Legislatures have been especially tempted to tinker with two traditional doctrines governing the allocation of negligence damages: joint and several liability and contribution. Recent statutes have fractured these fairly straightforward doctrines into a profusion of idiosyncratic approaches, many applicable only in a single state. These legislative changes to the principles allocating damages among tortfeasors illustrate a movement, found in many areas of the law, from general principles that work well in the broad run of cases (but may operate unfairly in some), to more precise, detailed rules that may be more “fair” but also introduce administrative complexities.

This chapter illustrates some of the changes legislatures have made to basic doctrines governing liability of multiple tortfeasors. It is not intended to make you an expert in the details of any state’s doctrine, but rather as a case study of the extent to which legislatures have fractured previously monolithic common law principles in the search for greater equity.

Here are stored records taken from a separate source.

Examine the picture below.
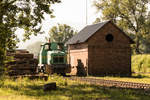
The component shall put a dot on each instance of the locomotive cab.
(53, 59)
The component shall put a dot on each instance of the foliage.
(34, 48)
(130, 15)
(61, 33)
(25, 14)
(141, 63)
(26, 89)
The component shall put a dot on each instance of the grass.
(25, 89)
(136, 79)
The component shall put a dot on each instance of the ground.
(25, 89)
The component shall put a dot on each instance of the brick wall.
(109, 57)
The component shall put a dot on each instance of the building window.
(109, 37)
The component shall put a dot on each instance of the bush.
(141, 63)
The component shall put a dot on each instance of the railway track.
(112, 83)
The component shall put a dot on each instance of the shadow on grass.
(80, 92)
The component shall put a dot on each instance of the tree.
(61, 33)
(132, 16)
(25, 14)
(35, 48)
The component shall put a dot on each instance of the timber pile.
(23, 63)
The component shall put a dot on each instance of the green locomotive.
(53, 59)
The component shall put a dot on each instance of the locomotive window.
(109, 37)
(61, 59)
(58, 59)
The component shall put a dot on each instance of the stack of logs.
(23, 63)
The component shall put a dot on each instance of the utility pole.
(86, 12)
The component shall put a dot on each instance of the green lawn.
(126, 79)
(25, 89)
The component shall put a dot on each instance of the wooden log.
(23, 55)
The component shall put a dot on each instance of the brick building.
(101, 49)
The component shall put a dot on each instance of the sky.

COMPARATIVE NEGLIGENCE: THE CATALYST FOR CHANGE

As earlier chapters explain, before comparative negligence the defendants’ responsibility for damages was determined by principles of joint and several liability and contribution. Each tortfeasor was fully liable for the plaintiff’s damages. A tortfeasor who paid the plaintiff was usually entitled to collect “pro rata” contribution from the other tortfeasors. That is, the tortfeasors shared the damages equally; if there were two tortfeasors, the one who paid would recover half in contribution from the other, if there were six, each paid a sixth, and so forth.